Thirteen oil paintings were presented along with twenty-two small watercolors on paper, all related to Bisky’s recent travels in Brazil; he’d also invited Brazilian artist Guilherme Dietrich to show some works on paper. It’s obvious that the intensity of color, light, and energy of Rio de Janeiro, São Paulo, and Salvador left traces in Bisky’s work, as did the way Brazilian culture has developed by devouring and appropriating foreign and colonial influences. One could think about Adriana Varejão’s “cannibalism” as a relevant context for Bisky’s latest exhibition. The show’s title refers to one of S.o Paulo’s biggest favelas, and can hardly be read without irony. All may appear colorful, light, and happy—an urban paradise, as the name might be interpreted—but underneath it is violent, primal, and carnivorous.

Typically, two distinct realities are overlaid in Bisky’s paintings. One is a scene or narration: a portrait or a group of human figures entangled in some action (sex, sport, violence). The other reality is the organization of paint, its colorful dynamism conveying a sense of order and virtuosity. Bisky has a talent for small details that enliven the whole composition. He often paints young men or scenes with male bodies, such as Tagged, 2011–12; Al, 2012; or Tropicana, 2013. These sexually charged images have become something of a trademark. But the artist’s forte is not really the adoration of the flesh, which ends up seeming too private a pleasure, the sexy imagery somehow falling flat. Yes, physical experience and sensuality are essential to Bisky’s work—but not necessarily as subject matter. The paradox is that the artist’s flair for sensuality doesn’t appear so much in images of the body, but rather in paintings where direct depiction of the flesh is transcended.

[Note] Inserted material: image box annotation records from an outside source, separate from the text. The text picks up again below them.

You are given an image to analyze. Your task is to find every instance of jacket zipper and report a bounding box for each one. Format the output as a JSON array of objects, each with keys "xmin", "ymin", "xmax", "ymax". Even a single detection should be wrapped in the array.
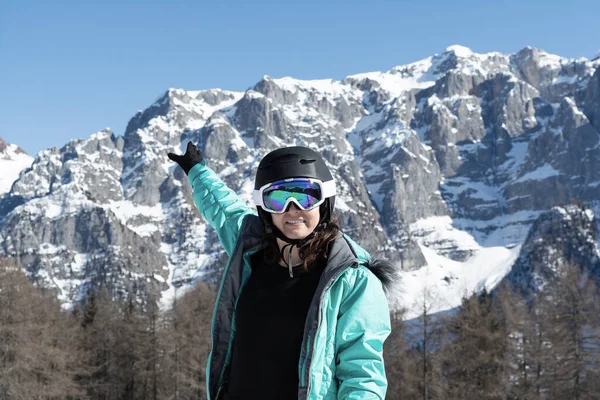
[
  {"xmin": 207, "ymin": 249, "xmax": 259, "ymax": 400},
  {"xmin": 301, "ymin": 263, "xmax": 358, "ymax": 398}
]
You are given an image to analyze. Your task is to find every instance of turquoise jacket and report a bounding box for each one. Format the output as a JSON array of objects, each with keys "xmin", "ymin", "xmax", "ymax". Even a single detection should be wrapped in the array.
[{"xmin": 188, "ymin": 161, "xmax": 392, "ymax": 400}]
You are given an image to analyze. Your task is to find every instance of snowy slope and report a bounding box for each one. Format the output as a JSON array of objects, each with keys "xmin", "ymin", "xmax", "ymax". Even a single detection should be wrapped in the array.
[
  {"xmin": 0, "ymin": 138, "xmax": 33, "ymax": 197},
  {"xmin": 0, "ymin": 46, "xmax": 600, "ymax": 316}
]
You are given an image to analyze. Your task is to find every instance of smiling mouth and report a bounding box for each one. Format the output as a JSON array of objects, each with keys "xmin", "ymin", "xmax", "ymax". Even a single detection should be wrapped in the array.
[{"xmin": 285, "ymin": 219, "xmax": 304, "ymax": 225}]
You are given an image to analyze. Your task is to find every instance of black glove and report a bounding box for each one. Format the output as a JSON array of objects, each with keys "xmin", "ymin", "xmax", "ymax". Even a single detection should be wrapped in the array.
[{"xmin": 167, "ymin": 142, "xmax": 202, "ymax": 175}]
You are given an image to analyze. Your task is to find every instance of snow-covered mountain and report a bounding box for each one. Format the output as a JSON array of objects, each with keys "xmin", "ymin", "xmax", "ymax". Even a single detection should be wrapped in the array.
[
  {"xmin": 0, "ymin": 46, "xmax": 600, "ymax": 316},
  {"xmin": 0, "ymin": 138, "xmax": 33, "ymax": 197}
]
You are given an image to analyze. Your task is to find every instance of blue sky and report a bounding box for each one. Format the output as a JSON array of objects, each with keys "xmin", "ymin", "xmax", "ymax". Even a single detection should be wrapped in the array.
[{"xmin": 0, "ymin": 0, "xmax": 600, "ymax": 155}]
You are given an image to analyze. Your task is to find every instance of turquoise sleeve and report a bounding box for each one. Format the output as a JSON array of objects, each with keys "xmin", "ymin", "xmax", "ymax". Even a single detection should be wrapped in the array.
[
  {"xmin": 336, "ymin": 267, "xmax": 391, "ymax": 400},
  {"xmin": 188, "ymin": 160, "xmax": 253, "ymax": 255}
]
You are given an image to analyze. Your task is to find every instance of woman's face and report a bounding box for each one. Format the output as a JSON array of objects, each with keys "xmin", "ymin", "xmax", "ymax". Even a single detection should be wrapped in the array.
[{"xmin": 272, "ymin": 203, "xmax": 321, "ymax": 239}]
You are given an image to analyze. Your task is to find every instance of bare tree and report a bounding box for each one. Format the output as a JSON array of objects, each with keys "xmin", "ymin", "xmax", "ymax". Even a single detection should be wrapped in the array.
[{"xmin": 0, "ymin": 260, "xmax": 82, "ymax": 400}]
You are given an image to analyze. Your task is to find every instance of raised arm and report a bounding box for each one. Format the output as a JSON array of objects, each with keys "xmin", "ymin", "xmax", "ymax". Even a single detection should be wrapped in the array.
[{"xmin": 168, "ymin": 142, "xmax": 252, "ymax": 254}]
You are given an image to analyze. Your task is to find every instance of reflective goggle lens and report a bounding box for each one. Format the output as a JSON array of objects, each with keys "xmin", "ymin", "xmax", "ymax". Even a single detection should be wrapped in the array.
[{"xmin": 263, "ymin": 179, "xmax": 323, "ymax": 213}]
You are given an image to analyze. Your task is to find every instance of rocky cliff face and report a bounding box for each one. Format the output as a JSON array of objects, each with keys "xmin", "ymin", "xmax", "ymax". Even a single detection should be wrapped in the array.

Three recent works, Antropofagia I-III (Cannibalism I-III), each dated 2013, are the finest examples of the new abstraction that has entered Bisky’s work. Though these paintings still contain recognizable figurative elements, they are fragmentary (for instance, a sleeve where a hand comes out); most of the composition is abstract. Forms float or swirl around in a space without gravity. The viewer’s attention likewise floats freely instead of being directed to any specific scene. Bisky’s endeavor to digest Brazilian culture has helped him grow as a painter. The excitement of outside appearances has been restrained by a deeper inner coherence, creating a new balance. Surprisingly, this controlled intensity and abstraction can even be found in a figurative work such as the portrait Pichador (Graffiti Artist), 2012. The face of this tagger is hidden behind a red-and-yellow scarf; only his eyes are visible. The sense that so much is hidden under a welter of colorful patterns and dynamic lines gives these paintings their power and mystery.